Launched in 2014 by Dr. Bruce Kelly, a primary care physician at the Charles George VA, and then-N.C. poet laureate Joseph Bathanti, the program sought to help veterans with unaddressed PTSD. Over the course of eight sessions in a room in the VA’s basement, Vietnam vets were given a series of writing prompts, starting with topics addressing where they came from, before easing into their experiences in the war and of returning home. Among these initial students was Ron Toler, who’s remained active as the program has grown into a nonprofit and expanded to include vets from Operation Desert Storm, the Iraq War and the Afghanistan War.
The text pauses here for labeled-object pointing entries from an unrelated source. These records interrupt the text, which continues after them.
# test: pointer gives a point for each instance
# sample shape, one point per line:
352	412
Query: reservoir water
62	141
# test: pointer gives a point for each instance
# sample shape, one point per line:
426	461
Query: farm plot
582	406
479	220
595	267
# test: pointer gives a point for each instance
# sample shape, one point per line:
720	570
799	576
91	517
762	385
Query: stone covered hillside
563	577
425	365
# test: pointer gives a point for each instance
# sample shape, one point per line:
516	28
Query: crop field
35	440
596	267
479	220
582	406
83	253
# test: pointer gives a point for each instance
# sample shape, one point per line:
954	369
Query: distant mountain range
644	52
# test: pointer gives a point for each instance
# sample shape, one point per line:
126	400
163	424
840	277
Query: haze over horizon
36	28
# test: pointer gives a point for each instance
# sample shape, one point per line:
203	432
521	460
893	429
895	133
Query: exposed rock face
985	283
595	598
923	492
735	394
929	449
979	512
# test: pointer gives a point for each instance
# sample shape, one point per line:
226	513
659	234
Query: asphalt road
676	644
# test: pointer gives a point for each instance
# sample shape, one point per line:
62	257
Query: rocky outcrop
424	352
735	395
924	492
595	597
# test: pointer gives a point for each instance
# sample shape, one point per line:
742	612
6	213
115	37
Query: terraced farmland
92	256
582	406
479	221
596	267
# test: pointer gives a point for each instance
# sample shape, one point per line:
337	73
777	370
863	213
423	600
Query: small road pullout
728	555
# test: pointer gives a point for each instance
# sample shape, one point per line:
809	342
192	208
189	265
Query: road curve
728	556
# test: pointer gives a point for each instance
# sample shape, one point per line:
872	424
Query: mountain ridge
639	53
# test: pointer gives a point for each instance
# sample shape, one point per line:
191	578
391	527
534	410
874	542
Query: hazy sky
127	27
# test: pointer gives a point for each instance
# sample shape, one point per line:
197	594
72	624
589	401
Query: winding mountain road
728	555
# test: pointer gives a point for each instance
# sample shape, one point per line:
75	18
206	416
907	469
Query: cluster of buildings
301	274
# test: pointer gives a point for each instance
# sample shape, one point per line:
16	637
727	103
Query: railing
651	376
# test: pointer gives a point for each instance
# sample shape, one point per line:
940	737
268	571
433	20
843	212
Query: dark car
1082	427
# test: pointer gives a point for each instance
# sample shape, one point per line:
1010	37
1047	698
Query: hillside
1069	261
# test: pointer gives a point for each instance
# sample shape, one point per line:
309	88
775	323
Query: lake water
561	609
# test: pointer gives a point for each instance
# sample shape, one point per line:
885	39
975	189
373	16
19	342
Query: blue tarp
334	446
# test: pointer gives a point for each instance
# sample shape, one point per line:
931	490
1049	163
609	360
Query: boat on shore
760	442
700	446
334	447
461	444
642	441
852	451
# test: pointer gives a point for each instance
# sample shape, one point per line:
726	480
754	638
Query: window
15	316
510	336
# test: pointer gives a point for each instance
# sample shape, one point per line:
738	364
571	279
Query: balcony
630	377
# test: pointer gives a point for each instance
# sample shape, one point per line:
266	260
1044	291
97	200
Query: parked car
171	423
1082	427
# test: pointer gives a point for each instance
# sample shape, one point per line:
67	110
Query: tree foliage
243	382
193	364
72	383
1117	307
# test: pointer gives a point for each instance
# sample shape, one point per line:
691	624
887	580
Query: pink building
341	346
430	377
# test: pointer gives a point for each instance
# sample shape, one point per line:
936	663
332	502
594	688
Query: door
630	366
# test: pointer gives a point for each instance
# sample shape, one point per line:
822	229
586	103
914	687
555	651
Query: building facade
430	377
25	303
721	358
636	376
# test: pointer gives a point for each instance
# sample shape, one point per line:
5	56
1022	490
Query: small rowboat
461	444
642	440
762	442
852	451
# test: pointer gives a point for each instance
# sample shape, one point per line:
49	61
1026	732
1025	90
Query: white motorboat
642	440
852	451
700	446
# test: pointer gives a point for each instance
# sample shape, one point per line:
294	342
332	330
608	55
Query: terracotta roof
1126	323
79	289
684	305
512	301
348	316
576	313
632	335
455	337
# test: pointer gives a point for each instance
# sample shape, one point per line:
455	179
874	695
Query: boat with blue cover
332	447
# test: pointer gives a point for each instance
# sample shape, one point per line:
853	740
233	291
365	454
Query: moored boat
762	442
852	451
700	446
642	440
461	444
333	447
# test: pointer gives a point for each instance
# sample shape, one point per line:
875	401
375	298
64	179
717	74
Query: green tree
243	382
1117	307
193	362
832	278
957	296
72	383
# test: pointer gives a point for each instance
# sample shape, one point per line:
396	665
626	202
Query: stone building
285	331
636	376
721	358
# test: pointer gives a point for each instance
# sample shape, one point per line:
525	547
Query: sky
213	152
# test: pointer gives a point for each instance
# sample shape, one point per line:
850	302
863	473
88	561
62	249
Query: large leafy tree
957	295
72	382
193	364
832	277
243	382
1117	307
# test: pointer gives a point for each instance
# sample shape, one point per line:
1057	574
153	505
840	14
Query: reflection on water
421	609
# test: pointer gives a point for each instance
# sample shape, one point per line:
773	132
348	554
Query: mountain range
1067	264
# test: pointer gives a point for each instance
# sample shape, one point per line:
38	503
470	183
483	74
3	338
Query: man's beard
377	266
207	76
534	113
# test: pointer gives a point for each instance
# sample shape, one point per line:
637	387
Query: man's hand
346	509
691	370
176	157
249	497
“Most of the veterans — especially Vietnam, because of attitudes of the time when they came home — never shared their stories, so their families and the people they worked with didn’t know [what they’d been through],” says Toler, who also serves as a board member.
That form of self-preservation has gradually lifted as the Brothers and Sisters Like These program has held readings at Asheville Community Theatre, Flat Rock Playhouse and multiple branches of Buncombe County Public Libraries. A podcast series was also launched in April 2020 to help sustain momentum during the COVID-19 pandemic when meeting in person became impractical. Each episode typically features two speakers and, in Toler’s words, helps veterans — himself included — “come out of the shadows.”
Further encouraging their transformation is a community that Toler notes is more interested and willing to hear these stories.
“At the first ACT reading [in 2017], we had a few hundred attendees, mostly family members, and there was a collective gasp from the crowd [after each reading],” Toler says. “One vet was a medic, and he was extremely affected by what he saw for the rest of his life, and his family was totally unaware. He stood up and read his stories, and they were sobbing. That’s the kind of response we’ve gotten.”
Among those that the program has helped is Rumley, who’s presented some of his writing at Brothers and Sisters Like These events. In contemplating his music, Oldham’s photography and the power of the written word, Rumley is fascinated by the different modalities of healing and forms of expression available to veterans.
“I’ve always struggled with words to articulate these heavier, bigger emotions. Drumming’s always been this kind of universal language, and it’s so communicative,” Rumley says. “But with Brothers and Sisters Like These, I’ve seen the tremendous healing that they’ve brought to the veteran community.”